Further analysis of factors associated with balance, we found the BBS score is much lower in the older group, as age is significantly inverse related to the balance (Figure 4). This could be because young patients have better neuroplasticity and muscle power [37]. Aging is a big contributor to poor balance (linear regression for age vs. baseline BBS score, p = 0.005, R² = 0.464; age vs. post-intervention BBS score, p = 0.006, R² = 0.456) (Figure 4A,B). Nonetheless, age is not associated with depression (Age vs. baseline TDQ score, p = 0.551; age vs. post-intervention BBS score, p = 0.439). Therefore, old age may not guarantee depression.

On the other hand, although the baseline depression score (TDQ) and balance (BBS) scores are not correlated (p = 0.25), the post-intervention TDQ score is significantly correlated to the BBS score (p = 0.016).
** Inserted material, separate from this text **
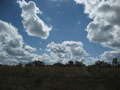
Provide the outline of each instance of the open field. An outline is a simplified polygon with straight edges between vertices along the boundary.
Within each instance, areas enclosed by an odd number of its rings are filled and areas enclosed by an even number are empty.
[[[120,69],[3,66],[0,90],[120,90]]]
This may indicates that better post-intervention physical condition may contribute to a better quality of life and mood after completing the rehabilitation (Figure 5A,B). However, there are more factors other than age (such as gender, brain lesion side) affecting the outcome of rehabilitation.

In summary, for the subgroup analysis of overall rehabilitation effect, we found both sexes benefited in depression and men benefited more in balance than women. Patients with left-brain lesions improved more in depression than those with right lesions after rehabilitation, while balance equally improved regardless of the lesion site. For patients under or above the age of 60, depression and balance both significantly improved after rehabilitation. Older age was significantly related to poor balance but not depression. Post-intervention higher balance (BBS) score was significantly correlated to lower TDQ score and thus a better mood.

Our first limitation was that this was a pilot study with small recruitment number, but we still obtained many significant results. Second, the inclusion criteria limit each subject must be able to stand independently for 1 min, which indicated participants were all relatively mildly functionally impaired. Whether the results can be applied to more disabled people is unknown. Third, in order to respect participants’ will and their capability, our study was not randomized. (However, if done in a randomized manner, the completion rate could be much lower in the intervention group.) Also, the long-term effect after 8 weeks was not confirmed. A larger randomized controlled study with longer follow up period is necessary in the future. Finally, we should add one more group with standard rehabilitation of 300 min (5 h) each week to see which group performs better. However, patients always get bored and become impatient during repetitive exercise in the real clinical setting. That is why we add recreational sport (such as yoga) as an adjuvant exercise because yoga is relaxing and interesting.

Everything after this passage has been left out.